Banking News

ET analysis: Is evergreening of loans evergreen?


Mumbai: After waking up to a problem, the Reserve Bank of India has slammed the sledgehammer. If it had paused and mused for a while, as it typically does on most things, to examine the malady, it would have probably used a scalpel. But, it panicked when an old bugbear was poked.

For years, ‘evergreening of loans’ – throwing new loans to help a stressed or delinquent borrower repay old loans – has worried the regulator. Since rules prohibit lenders from doing this blatantly, some of them, mostly non-banking companies, had figured out a different way some years ago. They cut special deals with foreign credit funds, which bet on comparatively lower-rated bonds, to set up local alternative investment funds (AIFs). These AIFs (an umbrella term for PE, VC, infra, special situation funds etc) became the new conduits for half a dozen non-banking finance companies (NBFCs) to evergreen their loans.

Sharp Deals
It was a complex deal: The NBFC in question and its overseas PE partner invested (in a 20:80 ratio) in the AIF which issued them units. AIF lent the money to stressed companies (many of them real estate firms) with borrowings from the NBFC. These borrowers used the new debt to repay the old loans it had taken from the NBFC. There was a reason why foreign credit funds struck such deals. The AIF, holding the debentures issued by the borrowers of the NBFC, was not a blind pool – here, the foreign investor enjoyed a ‘senior’ status while the NBFC held ‘junior’ units, which meant the latter would be paid only after the overseas investor was paid off. Thousands of crores of loans, which would have turned into non-performing assets, were moved from the books of such NBFCs. This wasn’t a permanent solution, but only a ploy to buy time and airbrush the asset books. For months, the deals escaped the regulatory radar.

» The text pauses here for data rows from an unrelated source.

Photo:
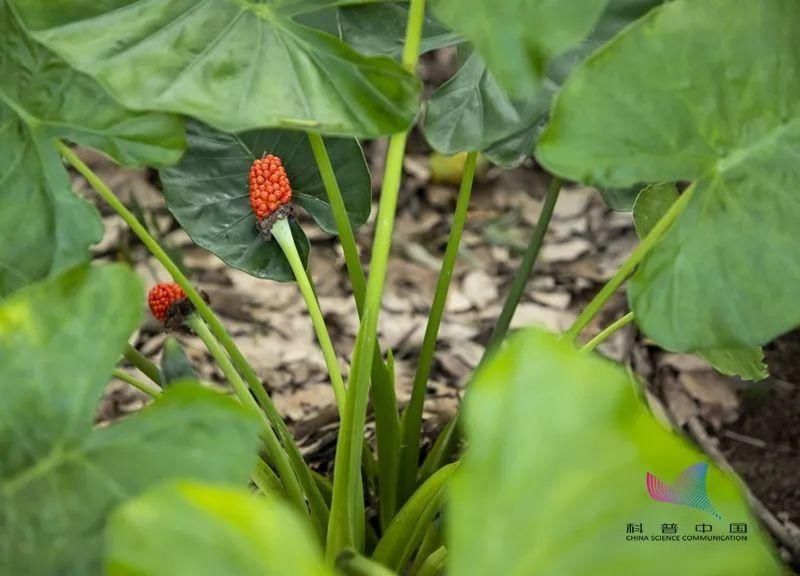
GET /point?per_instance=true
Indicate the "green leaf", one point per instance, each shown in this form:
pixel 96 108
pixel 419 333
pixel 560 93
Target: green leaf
pixel 195 530
pixel 175 364
pixel 747 363
pixel 471 111
pixel 718 115
pixel 207 192
pixel 53 100
pixel 558 498
pixel 59 479
pixel 381 29
pixel 517 38
pixel 44 227
pixel 235 65
pixel 620 199
pixel 651 204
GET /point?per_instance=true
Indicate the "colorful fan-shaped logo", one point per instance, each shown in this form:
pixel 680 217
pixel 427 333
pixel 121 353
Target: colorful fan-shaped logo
pixel 688 490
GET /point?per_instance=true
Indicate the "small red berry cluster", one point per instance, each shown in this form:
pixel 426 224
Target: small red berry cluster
pixel 163 297
pixel 269 186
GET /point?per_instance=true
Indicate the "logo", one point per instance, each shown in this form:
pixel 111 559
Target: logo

A year ago, capital market regulator Sebi (which regulates AIFs and has been tensely watching the 30% year-on-year growth of AIFs) was the first to sense it. Soon, the AIFs were told to stop the ‘junior-senior’ structures. On Tuesday, RBI clamped down on banks and NBFCs (entities regulated by RBI) with sweeping dos and don’ts: no bank or NBFC can invest in any AIF having investments in any company which has borrowed from the bank/NBFC; if a bank/NBFC is already an investor in such an AIF it has to liquidate the investments, or make 100% provisioning – in other words. take a straight knock on its books – if it can’t get rid of the investment; no bank/NBFC can hold ‘subordinated’ or ‘junior’ units of AIF. The last rule puts an end to the ‘priority distribution model’ under a junior-senior arrangement with AIFs.

Tossing the Baby with the Bathwater

RBI’s intention was probably to splash cold water on the dodgy, ‘priority’ deals involving AIFs directly sponsored by the lenders themselves. But the directives – covering all kinds of AIFs with retrospective effect impacting existing exposures – will hurt many lenders, mostly banks, which had put money in AIFs as part of asset diversification, better returns, and contributed just 5-10% of the corpus of funds which has invested in a dozen companies. At times, banks after investing approach AIFs to ask portfolio companies to become their clients. No bank or NBFC would prefer a fire sale to sell off the investment in 30 days. And, if a bank or NBFC is a sponsor to an AIF, it may be forced to wind up the fund.Goodbye AIF… Hello trust
Whether banks or NBFCs should at all invest in AIFs is a question that surfaced in the US with the Volcker report in the wake of the 2009 meltdown. Leading banks shut the funds they had sponsored. But the context here is different: RBI’s recent strictures are driven by fears of lenders dressing up sticky loans, not because such investments are perceived to be speculative.

By the time RBI has come out with the rules, the sharp practice of book-cleaning through AIFs is largely over, largely due to SEBI’s restrictions. Today, some of the finance companies are believed doing similar deals by sponsoring trusts with a large overseas investor, like a credit fund. The trust buys out the loans (which are showing early signs of stress) from the NBFCs with the money it receives from the investments by the NBFC and its foreign partner. In such a deal, the trust issues ‘junior’ pass through certificates (PTCs) – instruments that are similar to bonds – to the NBFC while the overseas investor gets ‘senior’ PTCs. Instead of AIF, it’s the trust that does the same job of housing the loans; and instead of ‘junior units’ of an AIF, the NBFC now holds ‘junior PTCs’ of the trust. New rules, new game.